India’s Private Investment Slump Is a Confidence Test
Arvind Subramanian says investors are reading the rupee, not the reform list; the real problem is risk on the ground, not policy on paper.
Private capital in India is not sitting out because New Delhi has done nothing. It is sitting out because investors do not trust the operating environment. That is the core argument in Arvind Subramanian’s
Indian Express column: private corporate investment peaked at 17 per cent of GDP in the early 2000s and is now roughly half that level, while the rupee’s weakness has exposed a deeper loss of confidence in India’s medium-term growth story.
The rupee is the warning light
Subramanian’s point is that the currency is not just a reaction to oil shocks or the Iran crisis. It is also a verdict on India’s growth prospects. He notes that the rupee was already the weakest performer among comparable emerging markets before the latest geopolitical shock, and that it fell by more than 20 per cent between 2022 and February 2026 despite heavy RBI intervention in spot and forward markets (
Indian Express).
That matters because currency pressure raises the cost of imported capital goods, complicates hedging, and reinforces the sense that India is more vulnerable than its headline growth numbers suggest. For policymakers watching
India, the message is blunt: a strong GDP print does not substitute for investor confidence when the currency keeps sliding.
Reform on paper has not fixed risk in practice
The government can fairly argue that it has already done a lot on the formal reform front. Subramanian lists cut-and-simplified GST, labour-law rationalisation, wider FDI liberalisation, two deregulation committees, and trade deals with the EU and the US as proof that the official “cost of doing business” agenda has moved (
Indian Express). Yet the investment response has been weak.

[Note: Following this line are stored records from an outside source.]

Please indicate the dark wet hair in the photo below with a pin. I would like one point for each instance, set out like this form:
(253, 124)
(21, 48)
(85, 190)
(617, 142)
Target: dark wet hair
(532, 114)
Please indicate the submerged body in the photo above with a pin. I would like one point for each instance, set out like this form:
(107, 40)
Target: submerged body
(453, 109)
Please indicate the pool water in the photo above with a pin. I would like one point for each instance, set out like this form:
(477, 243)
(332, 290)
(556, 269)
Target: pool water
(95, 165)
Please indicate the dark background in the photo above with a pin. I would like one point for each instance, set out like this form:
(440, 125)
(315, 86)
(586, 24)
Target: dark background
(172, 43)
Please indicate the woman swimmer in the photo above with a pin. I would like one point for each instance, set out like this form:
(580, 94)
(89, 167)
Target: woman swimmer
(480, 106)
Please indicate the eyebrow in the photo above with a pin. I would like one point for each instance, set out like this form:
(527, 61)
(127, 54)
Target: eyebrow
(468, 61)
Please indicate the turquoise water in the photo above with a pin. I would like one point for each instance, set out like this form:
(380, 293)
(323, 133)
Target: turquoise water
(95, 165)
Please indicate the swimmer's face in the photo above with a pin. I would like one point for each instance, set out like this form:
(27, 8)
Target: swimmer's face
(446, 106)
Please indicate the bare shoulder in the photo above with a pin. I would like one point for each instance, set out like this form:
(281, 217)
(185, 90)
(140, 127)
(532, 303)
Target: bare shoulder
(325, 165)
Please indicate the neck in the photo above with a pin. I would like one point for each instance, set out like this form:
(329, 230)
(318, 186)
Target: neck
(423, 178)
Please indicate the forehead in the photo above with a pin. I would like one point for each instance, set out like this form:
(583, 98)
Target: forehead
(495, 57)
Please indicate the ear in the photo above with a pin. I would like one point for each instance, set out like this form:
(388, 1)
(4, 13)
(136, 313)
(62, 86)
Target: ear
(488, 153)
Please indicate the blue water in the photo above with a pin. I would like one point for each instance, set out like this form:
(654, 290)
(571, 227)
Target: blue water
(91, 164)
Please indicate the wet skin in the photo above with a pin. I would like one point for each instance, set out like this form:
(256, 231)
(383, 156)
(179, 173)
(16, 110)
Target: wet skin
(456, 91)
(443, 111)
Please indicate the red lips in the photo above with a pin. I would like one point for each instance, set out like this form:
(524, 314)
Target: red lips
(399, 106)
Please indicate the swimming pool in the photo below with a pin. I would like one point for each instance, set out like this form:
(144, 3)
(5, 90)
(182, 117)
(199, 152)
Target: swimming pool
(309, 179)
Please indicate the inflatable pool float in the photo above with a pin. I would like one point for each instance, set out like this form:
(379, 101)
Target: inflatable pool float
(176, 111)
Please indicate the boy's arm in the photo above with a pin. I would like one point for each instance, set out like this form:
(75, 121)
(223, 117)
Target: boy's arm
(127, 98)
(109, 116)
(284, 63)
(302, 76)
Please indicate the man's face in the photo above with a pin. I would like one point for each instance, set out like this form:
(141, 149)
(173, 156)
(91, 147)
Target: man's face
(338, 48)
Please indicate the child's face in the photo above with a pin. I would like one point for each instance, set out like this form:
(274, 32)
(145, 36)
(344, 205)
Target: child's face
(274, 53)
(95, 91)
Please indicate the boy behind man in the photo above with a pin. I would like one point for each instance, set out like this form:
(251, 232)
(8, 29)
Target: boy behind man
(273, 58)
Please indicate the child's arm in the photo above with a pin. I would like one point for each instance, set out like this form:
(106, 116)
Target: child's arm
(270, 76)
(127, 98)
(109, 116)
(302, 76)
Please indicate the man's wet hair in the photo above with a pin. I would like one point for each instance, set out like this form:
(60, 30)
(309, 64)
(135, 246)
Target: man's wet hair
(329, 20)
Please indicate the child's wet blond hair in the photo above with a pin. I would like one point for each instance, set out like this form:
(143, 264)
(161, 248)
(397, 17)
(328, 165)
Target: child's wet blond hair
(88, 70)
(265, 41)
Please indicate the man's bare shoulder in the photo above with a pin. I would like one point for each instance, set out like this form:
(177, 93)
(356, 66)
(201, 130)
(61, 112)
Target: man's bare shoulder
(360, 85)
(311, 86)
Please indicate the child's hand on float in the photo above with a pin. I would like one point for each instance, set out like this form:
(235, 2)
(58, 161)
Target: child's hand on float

That disconnect is where the politics bites. Subramanian argues that what scares investors is not just red tape, but arbitrariness: favoritism toward a few large groups, uneven treatment of BJP-ruled and opposition-ruled states, aggressive use of tax and enforcement powers, and weak federal decision-making (
Indian Express). In other words, firms are not pricing only policy; they are pricing discretion.
A second reading, from
The Hindu BusinessLine, points to a different but compatible constraint: demand. Its analysis says private firms do not invest if they cannot see future sales, and cites RBI data showing the private sector investment-to-GDP ratio falling from 28 per cent in 2011–12 to 21.1 per cent in 2022–23. Tax cuts and a bank clean-up did not trigger a boom because companies used the extra cash to deleverage rather than expand capacity (
The Hindu BusinessLine).
That is the important synthesis: India’s capex problem is not one thing. It is a mix of weak demand, tighter global financial conditions, and a domestic state that still looks unpredictable enough to scare off long-horizon investment.
What to watch next
The next test is whether the government changes the people and the tone around economic policy, as Subramanian urges, or keeps relying on the same faces and the same message discipline (
Indian Express). If New Delhi keeps defending the currency while investors keep seeing discretion, not rule-bound governance, private investment will stay muted.
Watch the next fiscal and monetary signals: any fresh move on deregulation, any shift in personnel tied to economic management, and whether the RBI is forced to choose between currency defense and easier financial conditions. The real decision point is whether India tries to restore trust or just keep managing the optics.